Concernant l’impôt sur l’entreprise, il y a également un potentiel important. Il y a des entreprise qui réalisent des gains importants et que le moment est venu pour qu’elles fassent un effort pour payer l’impôt.
L’Etat peut se fixer un objectif réaliste, celui de collecter un milliard de dinars de plus chaque année en s’attaquant à des segments de l’informel faciles à atteindre.
Annoncer la mise en route de la réforme fiscale
La troisième piste porte sur l’effort à fournir dans l’immédiat pour mettre à exécution la réforme fiscale. « Je dis ça dans l’immédiat même si cela a des répercussions à moyen et long terme. C’est un message fort à lancer : Le fait que de dire que nous allons commencer à mettre en œuvre une véritable réforme fiscale est rassurant pour l’ensemble des contribuables ».
Concernant le moyen et le long terme, la solution réside dans la reprise des les secteurs exportateurs, particulièrement, le tourisme et le phosphate ».
En accompagnement, de toutes ces propositions, Mongi Boughezal suggère la paix sociale et l’organisation, à cette fin, d’un dialogue social devant aboutir à « un nouveau pacte social ».
L’économie tunisienne n’est pas en crise,elle est en sitution extrêmement difficile
Et pour ne rien oublier, Mongi Boughezala, contrairement aux faux experts qui tiennent des discours sinistroses sur l’économie du pays et disent qu’il y a une crise économique et financière, pense que « la Tunisie n’est pas en crise économique et financière. Elle n’est pas en crise dans le sens précis du terme… Il n’y a pas véritablement une crise économique. Parce qu’une crise par exemple au niveau des dépenses publiques signifie que l’Etat est en cessation de paiement, n’est pas capable d’honorer ses engagements. Etre dans une crise bancaire signifie que des banques ferment leurs guichets, qu’elles ne peuvent pas fournir de liquidités. Etre en crise économique signifie qu’il y a une montée rapide du chômage qui persiste autour du même taux. Etre en crise économique signifie qu’il y a un blocage de l’activité économique qu’il y a tout d’un coup une catastrophe qui fait que l’activité économique est plus ou moins bloquée et est à un niveau alarmant. On n’en est pas là. Etre en crise économique veut dire qu’il y a une crise de la balance des paiements car cela signifie qu’il n’y pas assez de réserves en devises pour financer les importations ou pour payer le service de la dette. Ce qui n’est pas le cas ».

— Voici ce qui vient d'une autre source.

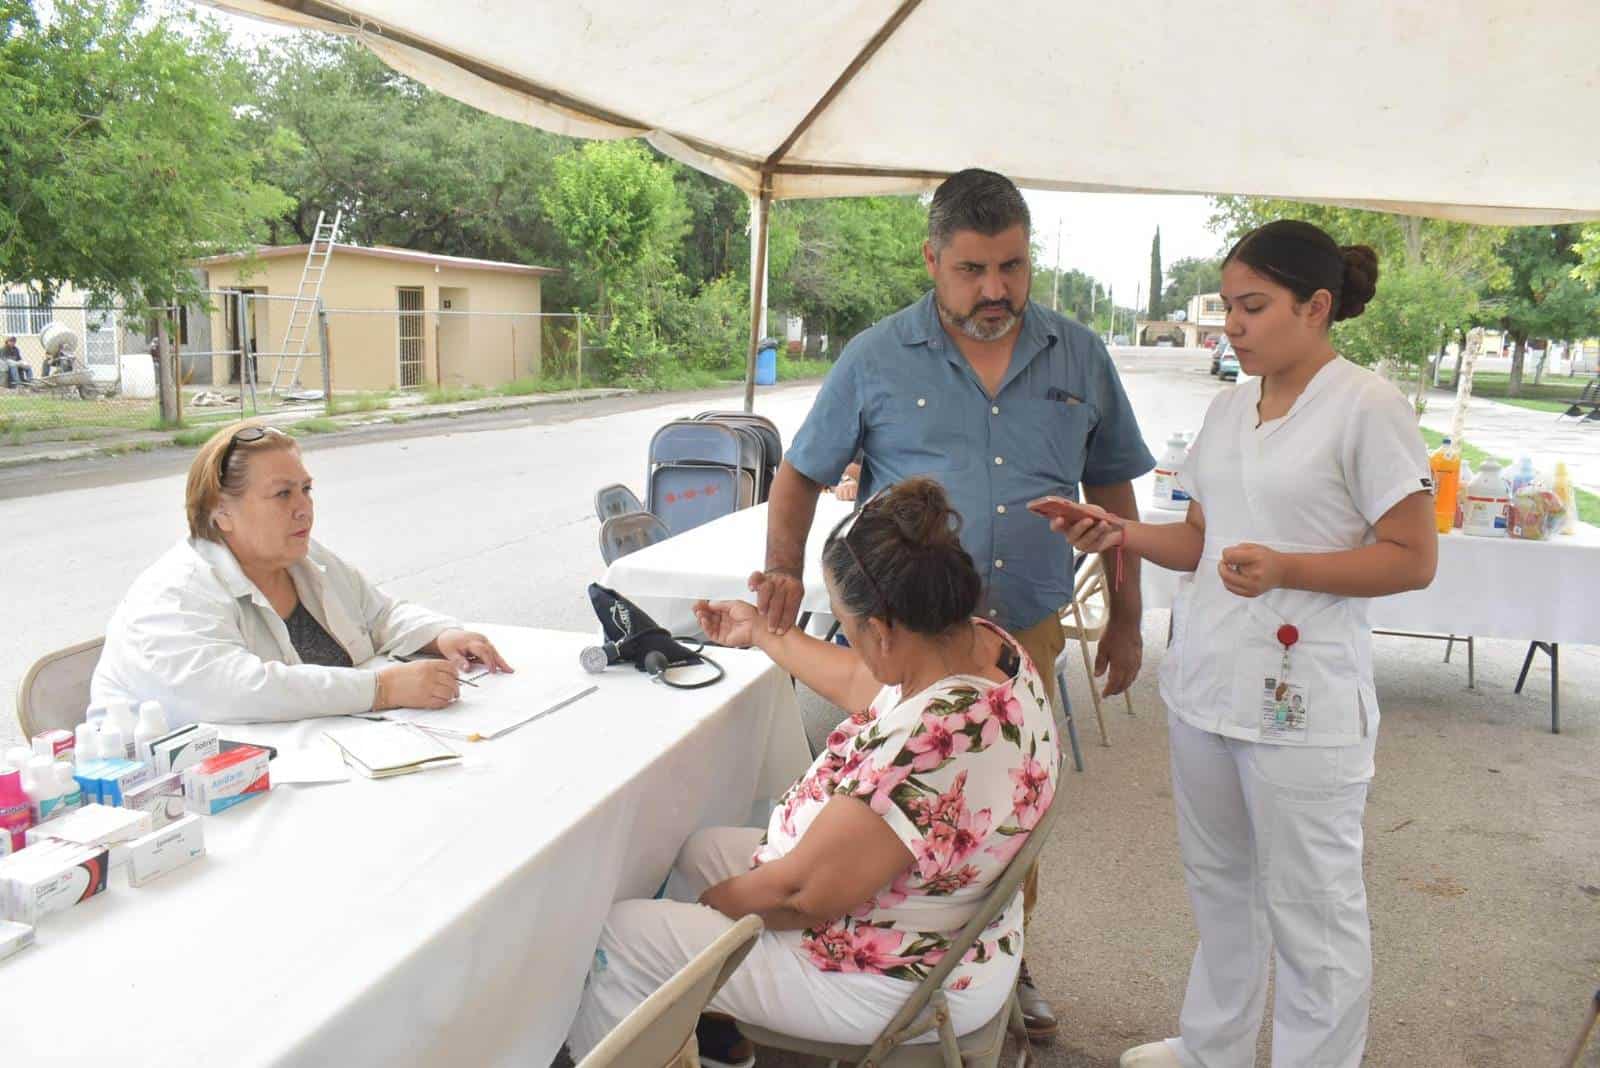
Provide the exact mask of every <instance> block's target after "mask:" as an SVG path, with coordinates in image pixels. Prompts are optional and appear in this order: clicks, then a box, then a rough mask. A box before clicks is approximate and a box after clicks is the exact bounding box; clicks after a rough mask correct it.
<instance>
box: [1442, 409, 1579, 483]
mask: <svg viewBox="0 0 1600 1068" xmlns="http://www.w3.org/2000/svg"><path fill="white" fill-rule="evenodd" d="M1454 414H1456V393H1454V392H1453V390H1429V393H1427V412H1426V414H1424V416H1422V425H1424V427H1427V428H1429V430H1438V432H1440V433H1450V420H1451V419H1453V417H1454ZM1462 436H1464V438H1466V440H1467V441H1469V443H1470V444H1475V446H1477V448H1480V449H1483V451H1485V452H1488V454H1491V456H1499V457H1504V459H1509V460H1515V459H1517V457H1520V456H1530V457H1533V465H1534V467H1538V468H1539V470H1541V472H1550V470H1552V468H1554V467H1555V462H1557V460H1565V462H1566V470H1568V472H1571V476H1573V483H1574V484H1578V486H1582V488H1584V489H1587V491H1589V492H1595V494H1600V422H1587V420H1582V419H1571V417H1566V419H1560V417H1557V414H1555V412H1552V411H1534V409H1531V408H1518V406H1517V404H1502V403H1501V401H1494V400H1486V398H1483V397H1474V398H1472V403H1470V404H1469V408H1467V420H1466V430H1464V433H1462Z"/></svg>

Moralité : « la Tunisie n’est pas en situation de crise mais néanmoins la situation est extrêmement difficile », d’après l’économiste qui ajoute néanmoins cette remarque grave : « Le principal risque qu’encourt la Tunisie est d’aboutir à une crise, notamment, à une crise de la balance des paiements. Nos réserves, aujourd’hui, ne sont pas très faibles mais la situation est telle qu’il y a un risque d’épuisement des réserves en devises étrangères ».